Liputan6.com, Jakarta – Seiring pesatnya perkembangan kecerdasan buatan atau dikenal dengan Artificial Intelligence (AI), muncul pula ancaman baru yang tak kalah nyata.
Teknologi seperti deepfake dan swapface menjadi senjata baru bagi pelaku kriminal. Mereka bukan hanya mencuri data, tapi juga memanipulasi identitas yang sulit dibedakan dengan aslinya.
Di Gedung Ditreskrimum Polda Metro Jaya, Jakarta, Kombes Pol Ade Ady Syam Indradi selaku Kabid Humas menyandarkan tubuhnya di kursi. Dia membuka catatan kasus siber yang masuk selama enam bulan pertama 2025.
Tercatat ada 944 laporan yang masuk dalam enam bulan pertama di tahun 2025, dua di antaranya secara eksplisit melibatkan AI.
“Terhadap AI ada 2 Laporan Polisi di mana korbannya adalah bank yang digunakan oleh pelaku untuk mendaftar rekening,” kata Ade Ary dalam keteranganya kepada Liputan6.com, Selasa (3/6/2025).
Ade Ary menyebutkan penyidik mengandalkan teknologi khusus untuk membongkar kejahatan-kejahatan semacam ini, salah satunya dengan metode digital forensic.
Namun, hingga kini, belum ditemukan fakta laporan penipuan yang secara langsung berkaitan dengan AI.
“Perkara penipuan paling banyak dengan menggunakan social engineering, belum didapatkan fakta terkait AI. Terkait dengan kejahatan penipuan online sebanyak 71 persen,” ucap dia.
Fenomena ini menandai babak baru dalam dunia kejahatan siber. Beberapa bentuk teknologi AI telah teridentifikasi digunakan dalam kasus-kasus penipuan. Dua di antaranya adalah deepfake dan swapface yang menjadi primadona bagi para penipu.

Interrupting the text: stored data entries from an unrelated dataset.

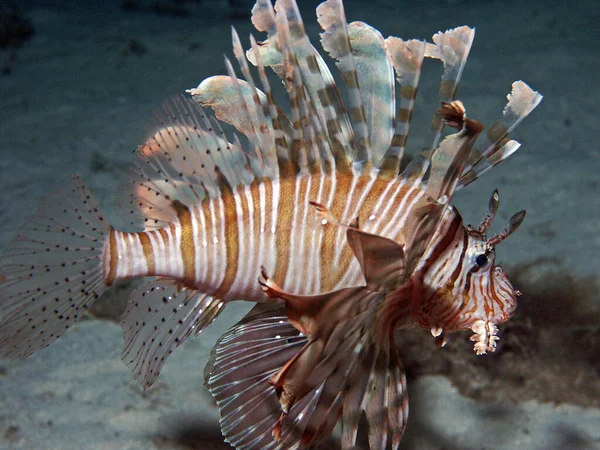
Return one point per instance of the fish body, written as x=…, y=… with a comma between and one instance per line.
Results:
x=220, y=244
x=348, y=241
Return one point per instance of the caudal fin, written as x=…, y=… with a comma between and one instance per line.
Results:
x=52, y=272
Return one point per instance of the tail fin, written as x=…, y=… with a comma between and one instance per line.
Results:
x=52, y=272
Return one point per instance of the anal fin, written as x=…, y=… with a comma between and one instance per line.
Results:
x=161, y=315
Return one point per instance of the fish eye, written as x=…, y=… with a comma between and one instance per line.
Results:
x=481, y=260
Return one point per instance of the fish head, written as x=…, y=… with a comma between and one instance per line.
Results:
x=469, y=291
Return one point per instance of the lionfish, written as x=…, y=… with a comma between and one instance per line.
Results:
x=314, y=215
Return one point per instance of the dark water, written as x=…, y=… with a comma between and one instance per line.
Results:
x=77, y=95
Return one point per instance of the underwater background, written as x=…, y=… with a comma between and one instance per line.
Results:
x=78, y=83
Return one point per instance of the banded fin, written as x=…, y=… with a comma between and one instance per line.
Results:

“Deepfake adalah teknologi yang menggunakan kecerdasan buatan (AI), khususnya machine learning dan deep learning, untuk memanipulasi atau mengganti wajah, suara, atau gerakan seseorang dalam gambar, video, atau audio sehingga terlihat dan terdengar seperti asli,” ucap dia.
“Swapface adalah proses atau teknologi untuk menukar wajah seseorang dengan wajah orang lain dalam gambar atau video, sehingga wajah satu orang terlihat seperti berada di tubuh orang lain,” sambung dia.
Teknologi ini biasanya dipakai dalam sejumlah modus penipuan online.
“Penipuan online. Yang paling banyak adalah dengan modus operandi pekerjaan online, investasi bodong dan penipuan terkait pinjol,” ucap dia.